Monday, April 7, 2008

No Joke

Someone commented that we posted on April Fool's Day. I hadn't even noticed!

We're really out of debt.

Really!

Tuesday, April 1, 2008

Out of Debt and F%$king Loving It




*blows dust off microphone

(tap tap)

Is this thing on? Listen, I know everybody left, but I've got an announcement.

(the sound of a cricket from a far off corner of the room)

The Bizarros are out of debt. And have been for a about a month. I wanted to learn how to run up a tree and do a flip to celebrate, and I had planned to do the research, but let's face it, I'm just not a tree-flipper. I thought it would be a more momentous occasion, champagne, cheering, etc., but it kind of came and went, quietly, amidst a lot of transferring money between accounts, four day delays, etc. Very undramatic. With all the money floating between accounts (paypal, two different banks, etc.), it was kind of like, I think we're out of debt...? Then the dust settled and it was done: zero. Flat broke, but breathing clean air.

But the beauty of it is, the mind-blowing amount of hard work that had propelled us to the surface also just kept on truckin', and now we're solidly in the black and heading to Australia for two weeks in May, using real, honest to God cash.

The Bizarro World Debt Elimination Freak Show lived up to its name. We worked until our fingers bled, worked when all we wanted to do was collapse on the couch and eat ice cream using our hands, worked instead of going out, worked instead of sleeping. For over a year my life involved working a 9 to 5 job and then working a second job until after midnight. I took side jobs I had no interest in. There were dark times indeed when a descent into insanity seemed like a good and welcoming thing. We took chances, we used credit cards, we fought bitterly at times and I found myself shouting profanities at a laptop because my debt was on the screen.

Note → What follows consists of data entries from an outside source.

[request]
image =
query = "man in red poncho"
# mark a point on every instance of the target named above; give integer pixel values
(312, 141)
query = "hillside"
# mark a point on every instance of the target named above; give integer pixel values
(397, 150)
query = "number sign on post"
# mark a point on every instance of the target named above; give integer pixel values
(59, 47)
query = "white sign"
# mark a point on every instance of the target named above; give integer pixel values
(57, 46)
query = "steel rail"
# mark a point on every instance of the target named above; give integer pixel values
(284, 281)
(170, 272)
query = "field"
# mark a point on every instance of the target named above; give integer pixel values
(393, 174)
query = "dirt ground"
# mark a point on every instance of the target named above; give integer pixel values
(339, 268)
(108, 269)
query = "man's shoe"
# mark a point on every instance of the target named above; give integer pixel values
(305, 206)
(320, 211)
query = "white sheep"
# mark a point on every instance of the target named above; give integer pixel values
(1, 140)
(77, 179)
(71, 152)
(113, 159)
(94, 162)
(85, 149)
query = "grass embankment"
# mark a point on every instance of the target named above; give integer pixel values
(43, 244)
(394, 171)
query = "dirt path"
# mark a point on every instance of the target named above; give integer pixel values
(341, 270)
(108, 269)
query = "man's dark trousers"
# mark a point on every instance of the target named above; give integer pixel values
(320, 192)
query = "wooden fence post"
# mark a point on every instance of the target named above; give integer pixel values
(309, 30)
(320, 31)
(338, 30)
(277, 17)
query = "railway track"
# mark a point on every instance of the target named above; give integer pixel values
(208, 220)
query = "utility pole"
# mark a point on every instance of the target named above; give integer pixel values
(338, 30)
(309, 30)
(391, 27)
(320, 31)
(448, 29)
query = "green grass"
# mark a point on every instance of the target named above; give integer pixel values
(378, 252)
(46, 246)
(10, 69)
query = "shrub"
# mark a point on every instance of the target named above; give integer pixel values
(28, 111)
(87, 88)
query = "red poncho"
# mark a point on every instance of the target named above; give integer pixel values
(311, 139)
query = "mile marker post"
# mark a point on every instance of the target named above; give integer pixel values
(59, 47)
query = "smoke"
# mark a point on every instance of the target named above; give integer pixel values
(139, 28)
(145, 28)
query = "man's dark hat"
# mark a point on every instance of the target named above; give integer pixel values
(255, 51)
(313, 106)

I hated that debt so intensely, so passionately for so long, that by the end, when it was dwindling beneath $1,000, I began to kind of feel sorry that it was going. It was like losing a limb. It had become a part of me, and if that isn't a sick f--king thing, folks, I don't know what is. But it was a part of me. I created it. But now it is cast out of me.

But some things haven't changed. I'm still of the opinion that it's the mind-numbing throw-away lifestyle (both of objects and experiences) that drain our lives and create great deserts of mediocrity on our own maps of memory. And Bianca and I still eat out too much.

But I'd be lying if the food didn't taste twice as sweet.